Part Two of the book takes a curious turn ad Carr finishes his arguments about the programmable internet and then seeks to systematically undermine the value of that environment on which he says the future is based. He offers few ideas or solutions, just criticism or more appropriately the criticism of others.
Chapter 6 World Wide Computer returns to the notion of what the unbridled possibilities of the programmable internet might be. This chapter concentrates on how wonderful this world will be for the individual with infinite information and computing power available to them. Carr provides a clear example of a Ford Mustang enthusiast's ability to create their own multi-media blog/website/advertising site as an example of how wonderful the world will be. This chapter is the utopian chapter where we all can benefit; Carr will destroy most of those notions in latter chapters.
Here is where Carr discusses the future of corporate computing; giving the topic all of four paragraphs p. 117-118. The basic idea is that today's IT will fade away in the face of `business units and individuals who will be able to control the processing of information directly." For IT people, this is the end user computing argument. This is also the last word he makes on the subject of IT in the book.
Chapter 7: From Many to the Few is a discussion of the social impacts of a programmable internet where each runs their own personal business. Think Tom Peters and personal brand. This is the best chapter of the book and the most unusual Carr sets out to systematically point out the negative consequences of the assertions he makes in the previous chapters. Here he talks about the fact that fewer and fewer people will need to work in a global world of the programmable internet, that the utopia of equality and cottage industries envisioned by the web will not come to pass.
Chapter 8: The Great Unbundling talks about the move from mass markets to markets of one. The chapter also talks about the social implications of a web that connects like people creating a tribal and increasingly multi-polar world, rather than the world wide consciousness assumed to arise when education and communications levels increase.

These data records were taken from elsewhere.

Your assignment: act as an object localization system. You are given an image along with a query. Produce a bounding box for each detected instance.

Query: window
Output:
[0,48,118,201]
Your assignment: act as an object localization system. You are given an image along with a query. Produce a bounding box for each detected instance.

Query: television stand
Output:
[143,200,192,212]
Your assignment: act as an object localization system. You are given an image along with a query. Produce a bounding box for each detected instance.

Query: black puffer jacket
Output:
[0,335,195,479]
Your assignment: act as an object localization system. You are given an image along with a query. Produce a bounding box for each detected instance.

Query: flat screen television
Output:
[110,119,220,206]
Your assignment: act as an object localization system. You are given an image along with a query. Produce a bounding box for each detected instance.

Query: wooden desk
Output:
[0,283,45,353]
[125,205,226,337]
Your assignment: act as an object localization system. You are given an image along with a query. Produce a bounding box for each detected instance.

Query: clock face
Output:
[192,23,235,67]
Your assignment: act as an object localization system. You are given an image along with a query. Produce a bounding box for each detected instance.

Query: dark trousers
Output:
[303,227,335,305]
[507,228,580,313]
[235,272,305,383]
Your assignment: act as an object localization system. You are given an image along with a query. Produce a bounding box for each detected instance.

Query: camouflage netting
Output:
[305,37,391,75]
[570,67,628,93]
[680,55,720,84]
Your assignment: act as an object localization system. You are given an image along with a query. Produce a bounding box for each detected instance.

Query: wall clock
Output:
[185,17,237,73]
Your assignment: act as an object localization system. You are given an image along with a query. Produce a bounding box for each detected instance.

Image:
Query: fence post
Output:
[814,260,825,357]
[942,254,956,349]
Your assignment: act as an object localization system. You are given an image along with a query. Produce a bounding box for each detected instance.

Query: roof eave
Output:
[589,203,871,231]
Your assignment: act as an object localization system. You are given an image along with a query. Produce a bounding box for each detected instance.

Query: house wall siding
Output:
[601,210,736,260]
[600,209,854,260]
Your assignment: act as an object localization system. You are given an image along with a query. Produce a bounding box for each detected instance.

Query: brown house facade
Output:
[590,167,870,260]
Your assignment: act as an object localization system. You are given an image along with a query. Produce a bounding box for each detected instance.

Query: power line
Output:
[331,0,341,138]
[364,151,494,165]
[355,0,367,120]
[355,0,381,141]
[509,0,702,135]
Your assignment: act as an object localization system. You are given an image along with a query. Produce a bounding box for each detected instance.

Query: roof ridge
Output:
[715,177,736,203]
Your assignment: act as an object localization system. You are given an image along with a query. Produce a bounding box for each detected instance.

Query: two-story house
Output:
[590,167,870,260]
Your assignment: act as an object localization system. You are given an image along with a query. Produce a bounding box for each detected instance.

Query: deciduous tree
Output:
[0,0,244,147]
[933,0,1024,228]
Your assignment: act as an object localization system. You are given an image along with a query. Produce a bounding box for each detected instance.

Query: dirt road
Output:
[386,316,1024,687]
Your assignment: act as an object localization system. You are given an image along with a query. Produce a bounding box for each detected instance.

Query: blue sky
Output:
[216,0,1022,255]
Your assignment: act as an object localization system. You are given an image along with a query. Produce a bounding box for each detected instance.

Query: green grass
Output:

Chapter 9 Fighting the Net discusses the weaknesses and vulnerabilities of free flowing information and the structural integrity of the net. This chapter again tears away at the foundation of the future that Carr lays out earlier. Normally in a book there would be public policy recommendations to address these points. They are not here giving this chapter more the feeling of journalism rather than analysis and insight.
Chapter 10 A Spider's Web addresses the personal privacy issues associated with the web and the realization that as Richard Hunter says "we live in a world without secrets". This chapter is a warning about the issues of privacy and what it means to do business where everything is recorded and tracked.
Chapter 11 iGod is the far out chapter talking about the fusion of human and machine consciousness. What is possible when the human brain can immediately access infinite information and the machine gains artificial intelligence? These are the questions raised but unaddressed in this chapter. In possibly setting up his next book, Carr provides a journalistic survey of the work that is being driven to bring man and machine together.